At a time when comprehensive indicators such as security, explainability, and ease of use have long become the key to the AI arms race, opening the black box of large models to reach public awareness is undoubtedly the winner or loser of large models entering the next cycle of "innovation diffusion". From the developer's perspective, the black box lies in the algorithm and training process, and for users, the invisible black box is the ease of use and universality of the model's capabilities.

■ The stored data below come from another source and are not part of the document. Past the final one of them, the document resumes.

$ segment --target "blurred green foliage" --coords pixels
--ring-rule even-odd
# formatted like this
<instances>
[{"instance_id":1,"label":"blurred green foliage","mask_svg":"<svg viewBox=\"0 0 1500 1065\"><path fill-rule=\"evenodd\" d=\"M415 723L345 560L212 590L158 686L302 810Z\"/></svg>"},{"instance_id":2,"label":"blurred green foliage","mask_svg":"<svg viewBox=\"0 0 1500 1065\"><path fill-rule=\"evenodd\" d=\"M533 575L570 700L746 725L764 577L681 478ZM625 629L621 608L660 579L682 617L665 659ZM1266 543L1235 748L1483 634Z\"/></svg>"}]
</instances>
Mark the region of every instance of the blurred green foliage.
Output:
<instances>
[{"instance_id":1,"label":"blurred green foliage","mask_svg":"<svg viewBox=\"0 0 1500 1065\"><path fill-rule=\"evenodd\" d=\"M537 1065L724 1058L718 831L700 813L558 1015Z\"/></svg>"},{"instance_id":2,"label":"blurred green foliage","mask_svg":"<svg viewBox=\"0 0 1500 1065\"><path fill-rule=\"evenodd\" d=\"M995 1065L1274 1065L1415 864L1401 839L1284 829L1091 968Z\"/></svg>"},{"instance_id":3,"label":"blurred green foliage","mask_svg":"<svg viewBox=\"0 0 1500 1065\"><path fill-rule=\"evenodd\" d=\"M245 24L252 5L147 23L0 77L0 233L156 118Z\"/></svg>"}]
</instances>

In the face of the "unboxing" needs of different roles, customized products continue to emerge. However, only Baidu has taken the lead in advancing to the bottom, greatly lowering the development threshold through intelligent computing capabilities, and integrating relatively isolated different development and feedback systems. The first establishment of the system often means commercial barriers, especially for the to B track.

Under the deep integration of AI and cloud, and the deep coupling of device-cloud collaboration, we also see Robin Li's confidence in adhering to the closed-source route in his internal speech. Baidu, which is "grabbing the beach" for intelligent computing, has once again maintained its leading position in the AI arms race.